Confused and completely unprepared for the outside world, without money or food, unable to express his feelings employing language and his face covered with eruptions the Creature stumbles along a modern LA. But in this cold world he is only met with hatred and fear and encounters with others mostly end in destruction and death.

Only in the blind, warm-hearted homeless Eddie (simply awesome: Tony ‘Candyman’ Todd) the Creature finally finds a friend. When the Creature introduces himself as ‘Monster’ Eddie assumes it’s just a cool street name, yet it’s the only name the Creature has ever been given by other people. Monster flourishes under Eddie’s care and is being taught how to survive on the streets of LA.

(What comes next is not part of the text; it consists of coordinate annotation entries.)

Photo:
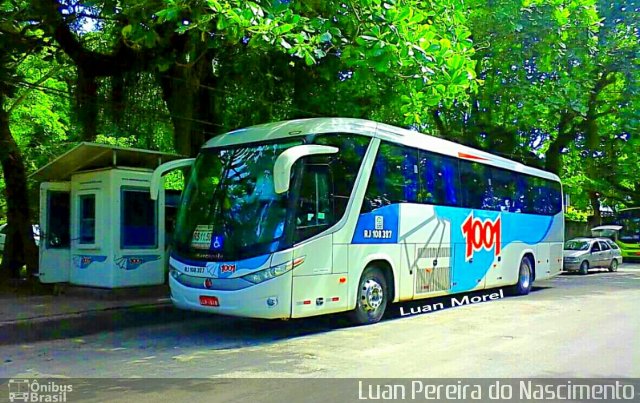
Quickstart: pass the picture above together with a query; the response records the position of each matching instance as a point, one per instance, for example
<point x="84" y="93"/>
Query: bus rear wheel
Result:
<point x="525" y="278"/>
<point x="372" y="297"/>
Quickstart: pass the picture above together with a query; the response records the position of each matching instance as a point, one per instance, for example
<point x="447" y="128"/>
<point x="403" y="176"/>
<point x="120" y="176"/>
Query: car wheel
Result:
<point x="373" y="296"/>
<point x="584" y="268"/>
<point x="525" y="278"/>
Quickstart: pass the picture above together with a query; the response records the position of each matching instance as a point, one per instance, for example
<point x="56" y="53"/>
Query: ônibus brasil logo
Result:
<point x="481" y="234"/>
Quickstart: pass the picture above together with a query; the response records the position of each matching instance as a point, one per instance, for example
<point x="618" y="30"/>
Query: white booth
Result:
<point x="99" y="226"/>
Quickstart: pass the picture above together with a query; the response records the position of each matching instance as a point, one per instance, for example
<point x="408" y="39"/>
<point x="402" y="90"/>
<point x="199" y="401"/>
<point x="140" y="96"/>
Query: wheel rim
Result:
<point x="372" y="295"/>
<point x="525" y="275"/>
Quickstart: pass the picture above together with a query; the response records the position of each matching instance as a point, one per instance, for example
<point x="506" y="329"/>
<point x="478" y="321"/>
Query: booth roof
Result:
<point x="88" y="156"/>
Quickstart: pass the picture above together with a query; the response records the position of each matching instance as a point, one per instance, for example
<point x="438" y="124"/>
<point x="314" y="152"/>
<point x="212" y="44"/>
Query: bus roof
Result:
<point x="393" y="134"/>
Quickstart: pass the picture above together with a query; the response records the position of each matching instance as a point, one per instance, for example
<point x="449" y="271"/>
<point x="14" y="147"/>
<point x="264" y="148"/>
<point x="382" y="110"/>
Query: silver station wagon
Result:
<point x="582" y="254"/>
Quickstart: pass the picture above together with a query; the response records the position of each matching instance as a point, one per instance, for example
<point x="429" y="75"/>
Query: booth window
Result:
<point x="139" y="225"/>
<point x="88" y="219"/>
<point x="58" y="220"/>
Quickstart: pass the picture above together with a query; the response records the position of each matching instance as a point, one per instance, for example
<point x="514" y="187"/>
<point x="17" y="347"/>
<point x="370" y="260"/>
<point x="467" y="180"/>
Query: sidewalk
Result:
<point x="83" y="311"/>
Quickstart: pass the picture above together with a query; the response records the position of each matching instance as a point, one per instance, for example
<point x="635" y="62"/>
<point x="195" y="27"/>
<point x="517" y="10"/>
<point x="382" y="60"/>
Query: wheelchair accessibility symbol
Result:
<point x="217" y="242"/>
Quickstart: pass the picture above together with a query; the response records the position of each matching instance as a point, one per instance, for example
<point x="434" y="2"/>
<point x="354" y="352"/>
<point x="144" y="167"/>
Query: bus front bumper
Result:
<point x="268" y="300"/>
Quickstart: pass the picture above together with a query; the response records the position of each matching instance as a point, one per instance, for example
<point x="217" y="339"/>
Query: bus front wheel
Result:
<point x="372" y="297"/>
<point x="525" y="278"/>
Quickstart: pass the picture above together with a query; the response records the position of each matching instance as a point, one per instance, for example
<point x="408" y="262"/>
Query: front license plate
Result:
<point x="209" y="301"/>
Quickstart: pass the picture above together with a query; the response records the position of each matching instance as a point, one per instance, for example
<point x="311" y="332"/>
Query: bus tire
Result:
<point x="372" y="297"/>
<point x="584" y="268"/>
<point x="525" y="278"/>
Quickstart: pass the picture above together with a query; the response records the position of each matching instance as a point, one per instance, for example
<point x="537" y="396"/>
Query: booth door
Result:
<point x="55" y="230"/>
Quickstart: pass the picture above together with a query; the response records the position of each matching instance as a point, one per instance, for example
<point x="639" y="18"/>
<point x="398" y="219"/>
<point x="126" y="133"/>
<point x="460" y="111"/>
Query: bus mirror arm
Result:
<point x="284" y="163"/>
<point x="162" y="170"/>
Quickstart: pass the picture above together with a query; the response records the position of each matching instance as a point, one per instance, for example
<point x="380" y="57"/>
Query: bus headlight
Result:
<point x="272" y="272"/>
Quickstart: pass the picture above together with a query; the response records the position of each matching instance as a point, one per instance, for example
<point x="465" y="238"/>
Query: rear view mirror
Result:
<point x="284" y="163"/>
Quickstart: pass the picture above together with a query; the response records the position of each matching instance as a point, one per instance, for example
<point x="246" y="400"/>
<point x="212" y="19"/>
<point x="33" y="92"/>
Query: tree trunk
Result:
<point x="596" y="218"/>
<point x="87" y="104"/>
<point x="553" y="156"/>
<point x="20" y="248"/>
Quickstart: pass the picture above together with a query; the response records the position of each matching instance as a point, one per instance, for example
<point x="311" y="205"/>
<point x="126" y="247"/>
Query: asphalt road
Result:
<point x="570" y="326"/>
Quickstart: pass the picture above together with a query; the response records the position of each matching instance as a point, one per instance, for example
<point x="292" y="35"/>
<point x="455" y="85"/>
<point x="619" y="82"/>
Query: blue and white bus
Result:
<point x="316" y="216"/>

Happiness doesn’t last very long for Monster and due to a chain of tragic events he eventually finds himself alone again. But he has found the address of his ‘mother’ and now his sole aspiration is to find the woman who first gave him comfort when he was born.

Bernard Rose’s Frankenstein is not your classic horror film. It is a highly intelligent and very soulful horror drama. Frankenstein features many tragic scenes that are so heartbreaking I found my eyes tearing up more than once. The pain and terror that the Creature has to endure are sometimes hard to take and Rose uses the graphic violence to generate even more empathy for the Creature/Monster/Adam.
Bernard Rose finds the perfect balance between very poetic pictures and graphic violence for his gripping narration and Frankenstein will stay with you for a long while after initially watching it.

While Huston and Moss embody a perfect modern Mr. & Mrs. Frankenstein it’s the outstanding performances of Xavier Samuel as Monster/Adam and Tony Todd as Eddie that add incredible depth and soulfulness to the movie.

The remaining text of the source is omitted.